There are many reasons, but the classic explanation is that professors (especially at research universities) are picked (and compensated) for research ability versus teaching efficiency. (In general...caveat hawks.)
Probably a secondary reason is that mathematics tends to be a field with a high emphasis on logic and precision. However EDUCATION is more of a practical art (with aspects of psychology, leadership, tribal lore, efficiency, trade-offs, decisions with imperfect information, etc.) that are very different from Euclidean proofs. So, it would not surprise me that this issue occurs a lot in math, as a field.
The one counteracting tendency is the need for large amounts of service teaching for engineers and natural and even applied scientists (e.g. econ). This has some forcing to drive more effective teaching. On the gripping hand, if you're in a majors course...:-(
Note that none of this is new to the world.
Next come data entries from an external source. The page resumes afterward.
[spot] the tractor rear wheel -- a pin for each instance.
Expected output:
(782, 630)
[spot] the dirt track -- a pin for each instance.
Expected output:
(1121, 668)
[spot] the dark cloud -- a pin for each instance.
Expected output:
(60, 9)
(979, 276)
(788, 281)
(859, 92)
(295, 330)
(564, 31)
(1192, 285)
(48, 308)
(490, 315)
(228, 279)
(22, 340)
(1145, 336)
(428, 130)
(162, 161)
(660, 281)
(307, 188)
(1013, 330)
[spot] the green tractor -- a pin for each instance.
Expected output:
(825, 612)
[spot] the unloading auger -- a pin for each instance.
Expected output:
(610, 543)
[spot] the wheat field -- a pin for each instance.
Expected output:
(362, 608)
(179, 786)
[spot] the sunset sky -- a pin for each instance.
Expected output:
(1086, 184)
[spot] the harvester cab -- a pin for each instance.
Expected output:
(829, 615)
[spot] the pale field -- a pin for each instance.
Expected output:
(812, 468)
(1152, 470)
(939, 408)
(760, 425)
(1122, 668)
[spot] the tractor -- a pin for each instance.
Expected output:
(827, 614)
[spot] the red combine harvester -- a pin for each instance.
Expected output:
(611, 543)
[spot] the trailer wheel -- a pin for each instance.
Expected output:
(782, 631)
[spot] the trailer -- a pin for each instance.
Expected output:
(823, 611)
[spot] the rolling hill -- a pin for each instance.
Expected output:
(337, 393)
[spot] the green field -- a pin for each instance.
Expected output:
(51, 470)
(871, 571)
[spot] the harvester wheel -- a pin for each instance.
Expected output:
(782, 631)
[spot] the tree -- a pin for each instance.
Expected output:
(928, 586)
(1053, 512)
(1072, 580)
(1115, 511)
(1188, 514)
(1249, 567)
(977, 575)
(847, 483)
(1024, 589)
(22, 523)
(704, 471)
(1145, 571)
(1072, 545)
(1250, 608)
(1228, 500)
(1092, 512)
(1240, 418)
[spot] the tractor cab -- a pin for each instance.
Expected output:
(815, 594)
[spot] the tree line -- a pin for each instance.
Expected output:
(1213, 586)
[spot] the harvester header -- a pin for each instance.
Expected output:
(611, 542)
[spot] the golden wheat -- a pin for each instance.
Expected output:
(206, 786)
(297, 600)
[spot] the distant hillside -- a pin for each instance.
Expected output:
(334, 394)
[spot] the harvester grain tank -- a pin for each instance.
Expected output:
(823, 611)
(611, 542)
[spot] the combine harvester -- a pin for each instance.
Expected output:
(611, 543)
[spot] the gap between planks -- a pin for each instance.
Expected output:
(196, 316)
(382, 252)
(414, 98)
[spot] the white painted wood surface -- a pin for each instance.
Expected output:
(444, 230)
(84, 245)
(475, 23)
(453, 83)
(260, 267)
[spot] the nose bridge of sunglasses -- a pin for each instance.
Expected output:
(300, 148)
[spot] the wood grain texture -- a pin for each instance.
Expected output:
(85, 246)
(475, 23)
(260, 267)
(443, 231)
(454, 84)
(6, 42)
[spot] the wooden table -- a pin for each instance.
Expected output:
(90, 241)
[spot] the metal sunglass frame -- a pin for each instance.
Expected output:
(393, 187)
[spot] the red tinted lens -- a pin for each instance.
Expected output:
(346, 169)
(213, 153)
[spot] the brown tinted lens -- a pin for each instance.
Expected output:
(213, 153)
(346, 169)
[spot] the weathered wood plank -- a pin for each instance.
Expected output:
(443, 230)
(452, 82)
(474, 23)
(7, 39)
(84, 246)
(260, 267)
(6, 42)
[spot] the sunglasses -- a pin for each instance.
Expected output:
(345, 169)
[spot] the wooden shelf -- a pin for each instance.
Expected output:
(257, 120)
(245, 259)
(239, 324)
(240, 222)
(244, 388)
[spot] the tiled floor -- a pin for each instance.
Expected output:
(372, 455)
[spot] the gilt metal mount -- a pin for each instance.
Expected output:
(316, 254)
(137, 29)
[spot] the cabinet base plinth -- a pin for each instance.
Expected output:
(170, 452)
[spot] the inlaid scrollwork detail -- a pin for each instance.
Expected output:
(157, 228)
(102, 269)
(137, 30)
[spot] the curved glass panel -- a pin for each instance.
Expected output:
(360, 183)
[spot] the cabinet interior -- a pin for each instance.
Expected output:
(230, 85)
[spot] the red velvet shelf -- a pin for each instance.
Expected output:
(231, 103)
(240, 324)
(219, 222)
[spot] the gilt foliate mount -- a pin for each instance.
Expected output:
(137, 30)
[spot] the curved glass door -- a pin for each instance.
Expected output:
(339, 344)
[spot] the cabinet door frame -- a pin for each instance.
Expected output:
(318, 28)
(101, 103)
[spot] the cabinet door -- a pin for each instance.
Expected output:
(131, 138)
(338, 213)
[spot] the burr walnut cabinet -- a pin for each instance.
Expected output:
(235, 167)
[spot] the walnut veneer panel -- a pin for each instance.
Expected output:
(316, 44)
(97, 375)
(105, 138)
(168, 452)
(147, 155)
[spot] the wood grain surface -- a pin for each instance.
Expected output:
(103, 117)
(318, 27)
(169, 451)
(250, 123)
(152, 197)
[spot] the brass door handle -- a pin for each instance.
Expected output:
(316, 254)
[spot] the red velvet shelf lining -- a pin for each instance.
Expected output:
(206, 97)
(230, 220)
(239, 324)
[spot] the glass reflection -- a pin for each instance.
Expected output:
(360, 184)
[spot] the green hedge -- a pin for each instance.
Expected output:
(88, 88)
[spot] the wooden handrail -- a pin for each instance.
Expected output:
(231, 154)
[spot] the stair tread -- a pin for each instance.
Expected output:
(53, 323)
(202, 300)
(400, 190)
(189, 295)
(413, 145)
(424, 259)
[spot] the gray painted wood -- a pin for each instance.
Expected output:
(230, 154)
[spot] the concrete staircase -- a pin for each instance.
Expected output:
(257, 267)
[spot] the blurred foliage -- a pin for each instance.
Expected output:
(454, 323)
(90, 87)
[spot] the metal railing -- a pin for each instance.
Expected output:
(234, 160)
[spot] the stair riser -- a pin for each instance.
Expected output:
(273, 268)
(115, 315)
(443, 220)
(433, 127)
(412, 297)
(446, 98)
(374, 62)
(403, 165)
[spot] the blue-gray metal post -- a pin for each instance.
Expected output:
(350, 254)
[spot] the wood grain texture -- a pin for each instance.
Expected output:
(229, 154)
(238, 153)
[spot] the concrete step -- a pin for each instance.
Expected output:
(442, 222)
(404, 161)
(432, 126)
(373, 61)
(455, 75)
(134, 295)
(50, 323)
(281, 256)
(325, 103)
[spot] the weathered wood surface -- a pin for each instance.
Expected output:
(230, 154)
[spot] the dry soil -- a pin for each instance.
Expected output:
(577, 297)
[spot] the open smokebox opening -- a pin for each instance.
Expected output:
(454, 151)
You might also ask many other questions about non-ideal behavior (in many places, other than math ed). Part of becoming an adult is realizing there are a lot of imperfect people/places out there. Don't get too exercised by it. Just do what you need to do, to optimize things for you. Find out which profs are good, buy Schaum's Outlines, etc. Maybe too late for you (but not others), but one attraction of "liberal arts schools" is more emphasis on teaching. You can always "go to Berkeley" for grad school.